From a technical point of view, the most complex aspect was the development of a survey calendar that was efficient and yet able to satisfy the information needs of a consumption survey (demanding a spread of the visits across 12 months) and the requirements of an agricultural survey (requiring punctual visits linked with the seasonal cycle). In Uganda, the strategy foresees that some of the panel households will be visited more than three times in the year, to ensure the agricultural questionnaires are administered in the proper time.

In addition, the paper showed that successful integration requires strong motivation at the country level and advanced technical skills. In Uganda, the integration of the AAS and UNPS was sought by the national statistical office, facilitated by high national expertise and long-standing relationships with the relevant international agencies.

In terms of the ways forward, the authors would like to emphasize the importance of completing the integrated design and data collection with equivalent integration and harmonization at the processing, analysis and reporting phases.
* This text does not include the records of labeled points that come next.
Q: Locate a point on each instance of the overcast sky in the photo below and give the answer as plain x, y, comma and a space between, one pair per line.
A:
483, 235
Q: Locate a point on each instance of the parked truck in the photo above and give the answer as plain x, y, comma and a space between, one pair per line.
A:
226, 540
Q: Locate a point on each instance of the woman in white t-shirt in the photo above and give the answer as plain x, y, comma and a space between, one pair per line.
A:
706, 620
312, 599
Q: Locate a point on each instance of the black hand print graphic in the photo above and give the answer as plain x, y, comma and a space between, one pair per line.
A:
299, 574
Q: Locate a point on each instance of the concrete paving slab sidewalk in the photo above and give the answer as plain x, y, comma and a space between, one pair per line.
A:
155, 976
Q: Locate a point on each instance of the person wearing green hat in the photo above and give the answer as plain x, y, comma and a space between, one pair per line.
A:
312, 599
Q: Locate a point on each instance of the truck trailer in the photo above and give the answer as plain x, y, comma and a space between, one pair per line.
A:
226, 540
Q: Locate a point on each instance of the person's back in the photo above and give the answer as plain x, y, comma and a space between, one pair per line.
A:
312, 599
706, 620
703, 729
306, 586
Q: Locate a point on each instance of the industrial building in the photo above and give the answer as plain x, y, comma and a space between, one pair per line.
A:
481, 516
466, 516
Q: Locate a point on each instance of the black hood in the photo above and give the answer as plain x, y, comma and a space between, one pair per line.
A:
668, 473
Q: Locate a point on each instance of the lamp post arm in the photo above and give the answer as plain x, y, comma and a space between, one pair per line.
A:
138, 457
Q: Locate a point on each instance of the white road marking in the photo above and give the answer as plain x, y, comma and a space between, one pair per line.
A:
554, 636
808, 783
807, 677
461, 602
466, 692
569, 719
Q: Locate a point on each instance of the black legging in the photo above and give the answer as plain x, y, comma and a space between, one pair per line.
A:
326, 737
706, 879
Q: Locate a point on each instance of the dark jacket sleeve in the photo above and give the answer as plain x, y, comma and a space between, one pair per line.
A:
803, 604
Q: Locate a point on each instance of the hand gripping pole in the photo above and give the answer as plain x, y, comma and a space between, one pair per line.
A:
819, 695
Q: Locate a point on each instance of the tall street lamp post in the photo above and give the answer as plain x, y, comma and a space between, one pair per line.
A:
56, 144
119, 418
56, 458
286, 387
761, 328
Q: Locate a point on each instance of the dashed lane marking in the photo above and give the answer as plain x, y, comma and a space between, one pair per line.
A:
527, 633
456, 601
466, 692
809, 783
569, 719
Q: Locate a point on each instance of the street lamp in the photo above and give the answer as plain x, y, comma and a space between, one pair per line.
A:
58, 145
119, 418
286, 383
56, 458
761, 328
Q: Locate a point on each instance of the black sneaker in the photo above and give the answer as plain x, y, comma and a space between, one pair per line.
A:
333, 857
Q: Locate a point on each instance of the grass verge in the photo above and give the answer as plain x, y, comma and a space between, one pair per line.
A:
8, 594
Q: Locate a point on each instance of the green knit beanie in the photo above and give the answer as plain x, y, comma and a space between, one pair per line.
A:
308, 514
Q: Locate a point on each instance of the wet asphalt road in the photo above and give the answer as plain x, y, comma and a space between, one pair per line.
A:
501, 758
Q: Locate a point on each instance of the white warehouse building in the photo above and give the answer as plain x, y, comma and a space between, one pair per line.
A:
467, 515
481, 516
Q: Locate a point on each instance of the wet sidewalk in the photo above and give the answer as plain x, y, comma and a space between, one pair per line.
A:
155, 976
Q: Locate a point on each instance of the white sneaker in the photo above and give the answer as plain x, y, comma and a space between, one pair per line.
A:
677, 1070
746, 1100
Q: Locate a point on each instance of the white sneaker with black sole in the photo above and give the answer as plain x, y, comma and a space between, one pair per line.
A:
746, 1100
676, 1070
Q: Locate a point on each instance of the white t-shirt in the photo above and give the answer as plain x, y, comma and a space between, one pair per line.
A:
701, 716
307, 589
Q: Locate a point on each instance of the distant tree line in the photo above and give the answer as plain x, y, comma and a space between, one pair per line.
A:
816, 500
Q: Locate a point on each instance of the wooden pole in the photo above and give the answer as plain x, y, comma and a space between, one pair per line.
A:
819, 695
So, for instance, the agricultural data collected through the different components shall be analyzed by a unified and coordinated inter-departmental team, following the same procedures. This technical coordination may benefit from stronger coordination at the senior level, through the presence of a central coordinator.

The Uganda experience offers interesting lessons to other countries interested in the integration experience. In addition, it may also pave the way for other types of integration within UBOS. For instance, the development of the survey instruments showed the value of aligning concepts and definitions and, in some instances, even survey modules, to ensure consistent statistics across surveys.